R-CNN (Region Based Convolutional Neural Network) and Fast R-CNN are previous models developed respectively. First of all, CNN is applied to the image, which is in Fast R-CNN, and as a result, the feature map is revealed. At the next stage, the change based on Fast R-CNN begins. Region proposals are made with the selective search method. A separate region recommendation network is created and the import is done. In the remaining stages, it is similar to Fast R-CNN. By using Faster R-CNN, the approximate forecast time is reduced to 0.3 seconds due to the time saved from the region recommendation.


YOLO (You Only Look Once)

YOLO is an algorithm that uses CNN networks to detect objects. YOLO stands for "You Only Look Once". The main reason for choosing this name is because this algorithm is fast enough to detect objects in one stage. Since the YOLO algorithm started working, it detects the objects in the images/videos and the coordinates of these objects at the same time. The difference between video and image processing: Pictures are a single frame. Video consists of many frames.
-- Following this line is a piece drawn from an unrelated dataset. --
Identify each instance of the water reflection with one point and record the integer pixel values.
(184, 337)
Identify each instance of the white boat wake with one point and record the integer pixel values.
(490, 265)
While the structure of the algorithm works for a single frame in pictures, the logic in video is that it works over and over again for the frames. YOLO first divides the incoming image into regions. it then draws the box structures (bounding boxes) surrounding the objects in each region. This means that it calculates the probability of finding the object in each region. It calculates a confidence score for each bounding box it draws. This calculated score shows how likely it is that the object is the predicted object.


Transfer Learning

Because of the large amount of data required, training a neural network is different from training other machine learning models. Actually, if you want to train a CNN, you need to have a lot of data and powerful hardware. It is difficult to collect sufficient data under normal circumstances. At this stage, the pre-trained CNN network called "Transfer Learning" in the literature comes into play. In this way, a personalized network can be created by changing the output layer of CNN classifier models such as Alexnet, VGG and Resnet trained on large-scale datasets such as ImageNet and Coco, saving time and high-performance hardware. This method can train the network with less data with higher accuracy. The millions of weights and bias coefficients in the trained CNN network are calculated.